Now, if thrust can do it for you, remove_if( offset[i] == -1 ) and compact the array.

This approach will waste lot of memory for the offset array, but as you dont know how many offset you are going to find, the worst case will use as much memory as the input array.

On the other hand, the few instruction per thread compared to the global memory load will limit this implementation by memory bandwidth. There are some optimization for this case as process some values per thread.

My 2 cents!

Answer 4

Good question and the answer depends on what you need to do with it after. Let me explain.

As soon as this problem can be solved in O(n) (where n is the input length) on CPU, you will suffer from memory allocation and copying (Host -> Device (input) and Device -> Host (result)) drawbacks. This will leads to performance degradation against simple CPU solution.

Even if your array already in device memory, each computation block need to read it to local or registers (at least access device memory), and it can't be done significantly faster than on CPU.

In general CUDA accelerate perfomance well if:

1. Asymptotic complexity of computations is high comparing to input data length.
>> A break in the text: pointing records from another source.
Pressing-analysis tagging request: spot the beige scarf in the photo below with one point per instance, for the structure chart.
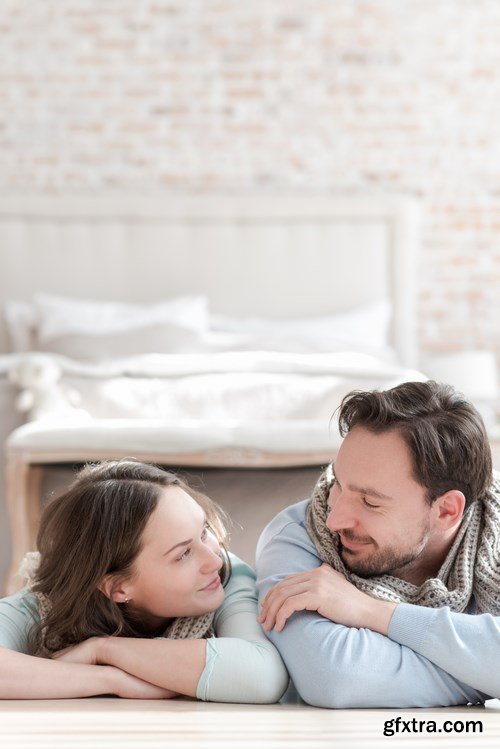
(470, 570)
(182, 628)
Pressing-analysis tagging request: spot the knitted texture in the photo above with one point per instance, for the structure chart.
(470, 570)
(181, 628)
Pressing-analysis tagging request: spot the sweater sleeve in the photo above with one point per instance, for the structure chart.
(343, 667)
(466, 646)
(241, 664)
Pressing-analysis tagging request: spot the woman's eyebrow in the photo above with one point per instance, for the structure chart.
(189, 541)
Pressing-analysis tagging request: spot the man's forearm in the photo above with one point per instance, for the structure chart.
(28, 677)
(172, 664)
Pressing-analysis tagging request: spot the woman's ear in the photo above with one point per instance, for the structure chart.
(450, 508)
(113, 589)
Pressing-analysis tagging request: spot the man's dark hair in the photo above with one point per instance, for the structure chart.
(445, 434)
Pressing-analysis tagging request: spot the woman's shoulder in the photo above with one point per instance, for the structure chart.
(23, 602)
(240, 591)
(18, 613)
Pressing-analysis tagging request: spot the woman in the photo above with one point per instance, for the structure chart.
(132, 565)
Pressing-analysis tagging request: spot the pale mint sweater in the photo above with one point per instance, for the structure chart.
(241, 664)
(431, 657)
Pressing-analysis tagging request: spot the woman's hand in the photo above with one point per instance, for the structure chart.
(87, 651)
(329, 593)
(121, 683)
(130, 687)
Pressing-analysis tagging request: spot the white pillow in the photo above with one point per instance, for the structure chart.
(20, 321)
(93, 330)
(365, 328)
(61, 316)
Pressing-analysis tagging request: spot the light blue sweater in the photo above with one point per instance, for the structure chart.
(241, 664)
(431, 657)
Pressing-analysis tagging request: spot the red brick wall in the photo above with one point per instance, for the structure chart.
(399, 96)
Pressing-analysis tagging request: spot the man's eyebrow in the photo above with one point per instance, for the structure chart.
(365, 489)
(185, 543)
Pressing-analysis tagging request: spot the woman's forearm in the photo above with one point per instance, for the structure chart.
(28, 677)
(172, 664)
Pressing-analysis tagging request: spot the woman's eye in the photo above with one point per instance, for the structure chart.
(185, 554)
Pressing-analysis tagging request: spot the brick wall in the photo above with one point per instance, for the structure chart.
(399, 96)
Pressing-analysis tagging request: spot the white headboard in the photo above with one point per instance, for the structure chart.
(268, 255)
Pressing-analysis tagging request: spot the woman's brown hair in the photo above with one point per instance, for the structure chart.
(93, 529)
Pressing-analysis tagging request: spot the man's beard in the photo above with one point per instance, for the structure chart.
(388, 561)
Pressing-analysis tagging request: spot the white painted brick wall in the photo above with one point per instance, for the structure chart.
(399, 96)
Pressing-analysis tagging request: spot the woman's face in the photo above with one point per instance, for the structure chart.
(177, 571)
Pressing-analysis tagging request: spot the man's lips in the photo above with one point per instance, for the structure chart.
(213, 585)
(352, 545)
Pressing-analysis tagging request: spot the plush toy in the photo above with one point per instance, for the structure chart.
(42, 395)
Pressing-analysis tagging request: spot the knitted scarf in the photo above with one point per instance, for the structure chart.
(181, 628)
(470, 570)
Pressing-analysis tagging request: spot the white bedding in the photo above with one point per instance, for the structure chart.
(258, 400)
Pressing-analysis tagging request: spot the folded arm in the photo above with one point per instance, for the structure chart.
(342, 666)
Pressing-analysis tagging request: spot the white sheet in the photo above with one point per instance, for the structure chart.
(267, 401)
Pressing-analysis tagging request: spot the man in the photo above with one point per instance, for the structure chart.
(383, 590)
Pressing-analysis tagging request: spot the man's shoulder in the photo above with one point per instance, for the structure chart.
(290, 522)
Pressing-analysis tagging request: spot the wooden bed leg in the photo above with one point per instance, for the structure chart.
(23, 504)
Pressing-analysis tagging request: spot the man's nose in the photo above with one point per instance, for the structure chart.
(341, 515)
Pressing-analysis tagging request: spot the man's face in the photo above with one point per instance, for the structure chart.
(380, 512)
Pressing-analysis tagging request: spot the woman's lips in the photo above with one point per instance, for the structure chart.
(213, 585)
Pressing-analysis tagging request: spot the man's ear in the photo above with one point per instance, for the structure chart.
(113, 589)
(449, 509)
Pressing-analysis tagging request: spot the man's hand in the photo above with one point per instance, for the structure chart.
(328, 592)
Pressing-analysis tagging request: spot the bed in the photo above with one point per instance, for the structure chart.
(257, 313)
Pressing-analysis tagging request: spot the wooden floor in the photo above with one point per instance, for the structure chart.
(123, 724)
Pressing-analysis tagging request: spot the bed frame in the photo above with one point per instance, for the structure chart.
(266, 255)
(275, 256)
For example input data length is n and complexity is O(n^2) or O(n^3).

2. There is way to split task to independed or weak depended subtasks.

So if I was you, I would not try to do computations of such kind on CUDA if it's possible. And if it must be some standalone function or output format convertion for some other function I would do in CPU.

If it's part of some more complex algorithm the answer is more complicated. If I was on your place I would try to somehow change [0,3,5] format, because it adds limitations for utilization CUDA computation power. You can't effectively split your task on independed blocks. Just for example if I process 10 integers in one computation thread and next 10 integers in other. The second one don't know where to place his outputs until first one not finished. May be I will split an array on subarrays and store answer for each subarray separately. It's highly depends on what computations you are doing.